Kadal Review - Mani Ratnam's Kadal is Shallow
PUBLISHED DATE: 01/Feb/2013
Review - Kadal Is Shallow!
by Bharath Vijayakumar
It has been more than a decade since Mani Rathnam directed a film only in Tamil. (Kannathil Muthamittal was the last). Most of his recent works have been bilinguals or in Hindi. There has been a popular perception that his recent movies have not made any big impact at the southern box office as he has been trying to satisfy the taste of audience form both sides of the Vindhyas. But he still has an enviable fan following, something that is rare for a technician in mainstream cinema where stars always seem bigger than the persons who make them. Will Kadal satisfy his fans?
Kadal once again takes up the ever existent battle of mankind – Good vs Evil. Despite being put through several hardships the goodness in us will always triumph the evil is what Kadal tries to emphasize. But has it been done successfully is a big question mark.
Though much attention was being given to the two debutant star kids Gautham Karthik and Thulasi , Kadal has a meaty part for both Arjun and Aravind Swamy. Arjun seems to have made good use of this rare opportunity to showcase his acting skills and he delivers big time. As the scheming villain he comes up with a sincere performance. Aravind Swamy who plays the priest is the perfect foil. This handsome hero who was once a heartthrob still retains his charm. One hopes he continues to be seen often on screen. Debutant Gautham seems to be camera friendly and has a decent screen presence. Thulasi the teenage girl also makes an impression. Her looks aren’t those of a regular heroine and you even get sort of irritated with her childish behaviour in the beginning. But there is a proper justification for this in the second half of the film.

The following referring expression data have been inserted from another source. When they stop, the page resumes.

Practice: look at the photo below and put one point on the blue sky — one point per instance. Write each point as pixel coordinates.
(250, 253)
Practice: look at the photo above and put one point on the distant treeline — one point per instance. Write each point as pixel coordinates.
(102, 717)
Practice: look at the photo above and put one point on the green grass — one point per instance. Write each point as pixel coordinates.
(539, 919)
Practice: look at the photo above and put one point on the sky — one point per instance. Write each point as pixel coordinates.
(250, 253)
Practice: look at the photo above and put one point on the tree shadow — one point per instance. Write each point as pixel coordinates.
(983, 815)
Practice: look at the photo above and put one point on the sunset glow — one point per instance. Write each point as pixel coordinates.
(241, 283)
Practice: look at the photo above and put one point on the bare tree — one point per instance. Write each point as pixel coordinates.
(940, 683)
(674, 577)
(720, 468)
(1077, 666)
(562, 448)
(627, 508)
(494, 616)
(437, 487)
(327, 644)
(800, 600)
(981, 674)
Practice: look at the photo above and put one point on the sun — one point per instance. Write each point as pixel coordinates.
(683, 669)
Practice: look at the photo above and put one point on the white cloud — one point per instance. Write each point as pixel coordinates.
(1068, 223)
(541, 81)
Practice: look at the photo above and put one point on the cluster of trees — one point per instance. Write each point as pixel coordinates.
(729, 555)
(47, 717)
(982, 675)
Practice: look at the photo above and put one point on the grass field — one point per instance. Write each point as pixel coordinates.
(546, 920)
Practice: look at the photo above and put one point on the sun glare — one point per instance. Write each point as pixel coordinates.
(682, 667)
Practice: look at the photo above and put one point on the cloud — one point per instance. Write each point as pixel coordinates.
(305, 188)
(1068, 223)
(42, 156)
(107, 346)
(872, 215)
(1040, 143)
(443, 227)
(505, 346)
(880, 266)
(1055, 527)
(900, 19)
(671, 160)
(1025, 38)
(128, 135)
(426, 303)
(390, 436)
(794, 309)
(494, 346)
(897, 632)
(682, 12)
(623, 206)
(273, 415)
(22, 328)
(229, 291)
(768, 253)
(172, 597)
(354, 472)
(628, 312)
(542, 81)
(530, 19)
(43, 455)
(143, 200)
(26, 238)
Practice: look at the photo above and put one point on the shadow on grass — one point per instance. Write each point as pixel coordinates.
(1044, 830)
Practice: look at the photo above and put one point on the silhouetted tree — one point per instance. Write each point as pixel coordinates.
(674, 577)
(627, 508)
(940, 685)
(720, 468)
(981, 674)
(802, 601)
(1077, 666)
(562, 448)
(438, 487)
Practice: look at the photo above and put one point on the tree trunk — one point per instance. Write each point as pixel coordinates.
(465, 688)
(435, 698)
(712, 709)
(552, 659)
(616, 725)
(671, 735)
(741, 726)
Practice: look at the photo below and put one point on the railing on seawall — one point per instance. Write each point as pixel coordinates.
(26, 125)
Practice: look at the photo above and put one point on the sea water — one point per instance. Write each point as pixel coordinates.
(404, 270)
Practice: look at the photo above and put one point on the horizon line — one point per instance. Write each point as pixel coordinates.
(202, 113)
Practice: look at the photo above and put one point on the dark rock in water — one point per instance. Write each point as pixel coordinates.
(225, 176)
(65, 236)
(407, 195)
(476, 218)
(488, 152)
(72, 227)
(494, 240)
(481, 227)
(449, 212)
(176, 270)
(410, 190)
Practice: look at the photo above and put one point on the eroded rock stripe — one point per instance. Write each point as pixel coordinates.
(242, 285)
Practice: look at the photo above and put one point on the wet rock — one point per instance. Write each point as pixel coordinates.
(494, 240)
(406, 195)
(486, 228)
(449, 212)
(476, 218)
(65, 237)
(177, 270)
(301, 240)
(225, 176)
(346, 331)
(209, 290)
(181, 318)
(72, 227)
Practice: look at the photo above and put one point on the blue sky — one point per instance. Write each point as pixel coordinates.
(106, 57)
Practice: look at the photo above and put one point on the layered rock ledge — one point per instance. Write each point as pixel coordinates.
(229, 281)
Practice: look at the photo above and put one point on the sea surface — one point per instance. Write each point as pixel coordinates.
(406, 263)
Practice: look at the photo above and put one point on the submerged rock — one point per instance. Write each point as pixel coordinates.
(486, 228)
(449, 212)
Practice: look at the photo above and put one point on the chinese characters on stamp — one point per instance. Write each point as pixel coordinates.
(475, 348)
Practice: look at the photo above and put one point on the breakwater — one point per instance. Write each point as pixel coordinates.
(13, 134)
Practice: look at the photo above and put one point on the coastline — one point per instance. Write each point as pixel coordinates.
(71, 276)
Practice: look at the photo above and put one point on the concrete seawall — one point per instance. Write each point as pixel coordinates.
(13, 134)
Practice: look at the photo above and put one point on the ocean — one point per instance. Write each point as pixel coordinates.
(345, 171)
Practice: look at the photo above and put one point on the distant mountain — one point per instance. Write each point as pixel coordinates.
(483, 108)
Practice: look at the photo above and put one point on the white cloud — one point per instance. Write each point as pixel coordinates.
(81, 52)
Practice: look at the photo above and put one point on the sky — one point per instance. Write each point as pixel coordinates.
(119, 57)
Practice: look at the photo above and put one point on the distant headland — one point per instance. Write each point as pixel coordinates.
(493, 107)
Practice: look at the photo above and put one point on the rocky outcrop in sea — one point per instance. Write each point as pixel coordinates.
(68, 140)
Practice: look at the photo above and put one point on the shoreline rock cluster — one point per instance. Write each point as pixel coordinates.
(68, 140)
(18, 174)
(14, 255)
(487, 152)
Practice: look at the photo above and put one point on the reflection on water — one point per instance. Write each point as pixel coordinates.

The crew of Kadal comprises the cream of technicians from Indian Cinema – A.R. Rahman, Rajeev Menon and Sreekar Prasad. The songs by A.R.Rahman are a treat with Nenjukkule probably being the best of the lot. Its melody lingers in you even after leaving the auditorium. The calmness and ferocity of the ocean has been captured beautifully through Rajeev Menon’s lens. The climax particularly should have been a hard one to shoot.
What does not work?
The major dampener for Kadal seems to be its inability to draw you into the emotional tangle between the four primary characters. It all seems a bit superficial and you really do not invest yourself with any of them. The film starts off promisingly and the initial scenes in the Christian camp involving Arjun and Aravind Swamy warrant a mention. The film might have clicked better if Arjun’s character had shades of grey rather than being entirely black. The title and the initial promos of Kadal looked like it was going to be primarily a love story. But you will be disappointed big time if you go in expecting a romantic flick. The movie is a drama that keeps you engaged now and then.
Kadal has not lived up to its expectations, surely. Kadal does look good on the surface. But the characters in it re shallow and we really do not get into the depth of their emotions. The swim through ‘Kadal’ is quite long and tedious, particularly towards the end.